I remained a square, though. I had gone through the motions of a bare-minimum teenage rebellion, but it was all very Olivia Newton-John learning to blow smoke rings. It was just a prelude to breaking the biggest rule of all.

I started applying to colleges at the beginning of senior year. But I had this itch. I’d just come back from making Camp, and I already had more high school credits than I needed, which made going to class feel like I was in a holding pattern. I happen to love learning, but clawing through layers of disruptive students, overstretched teachers, and pointless extracurriculars to do it was discouraging. Deep down I knew I didn’t want to go to college.

The idea of another four years of being chaperoned and dealing with immature classmates and putting off my real life made my chest tighten. But how could I not go?! Everyone in my family went to college; even my finally-got-his-act-together brother was in college. The value of education was ingrained in me from birth. In fact, I had thought college was mandatory until I was, like, thirteen and saw a commercial for the army. “I tried college; it wasn’t for me,” said the soldier. “Wasn’t for you”? What are you talking about? That’s like saying that paying your taxes “wasn’t for you”! It turns out that was not correct, yet once I’d learned college was optional, I knew the suburban gossip would be that the Kendrick girl wasn’t going because she was knocked up or criminally insane.

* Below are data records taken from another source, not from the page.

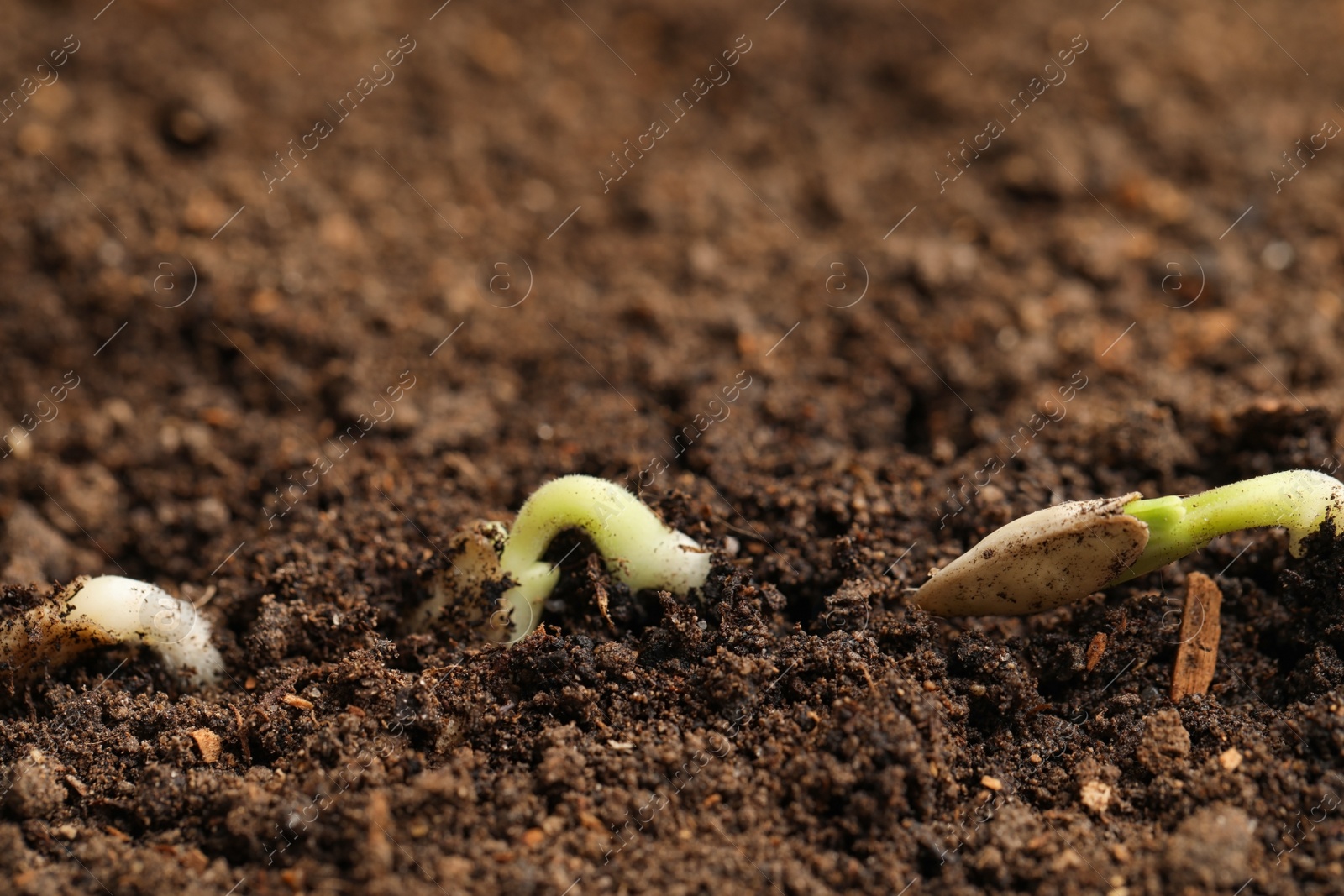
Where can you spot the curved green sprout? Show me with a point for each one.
(1299, 500)
(1065, 553)
(640, 551)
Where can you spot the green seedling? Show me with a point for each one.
(1065, 553)
(107, 610)
(638, 550)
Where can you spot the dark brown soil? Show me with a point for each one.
(1113, 295)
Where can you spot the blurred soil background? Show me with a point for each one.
(904, 278)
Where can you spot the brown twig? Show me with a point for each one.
(1200, 629)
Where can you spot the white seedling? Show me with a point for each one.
(108, 610)
(640, 551)
(1065, 553)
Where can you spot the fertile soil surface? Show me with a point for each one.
(840, 288)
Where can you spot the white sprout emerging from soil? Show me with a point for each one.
(640, 551)
(108, 610)
(1065, 553)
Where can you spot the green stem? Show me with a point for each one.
(1299, 500)
(638, 548)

The itch was not going away, and even though I sent out my applications, I jumped at the first opportunity to put college on hold and start paying my dues. Fuck convention. Sandra Dee was going to the Big Apple.





a little night music


I graduated high school early so that I could move to Manhattan and do A Little Night Music at New York City Opera, which is the braggiest sentence I will ever get to say. During this time, puberty finally hit me full force, which led to a number of horrifying incidents, including nearly passing out onstage because of the chest binder I had to wear to hide my new boobs.

Renting an apartment on my own and going to work at Lincoln Center made me feel very grown-up. I was constantly congratulating myself for the smallest things. Yeah, I’m just riding the subway to work in New York City like it’s no big deal. Which of course meant that to me, at every moment, it was a HUGE deal. I wish I could say this masquerading-as-an-adult-and-getting-away-with-it feeling was exclusive to being seventeen, but so many things in my life are still like that. Yeah, I’m checking my email on a laptop I own like it’s no big deal.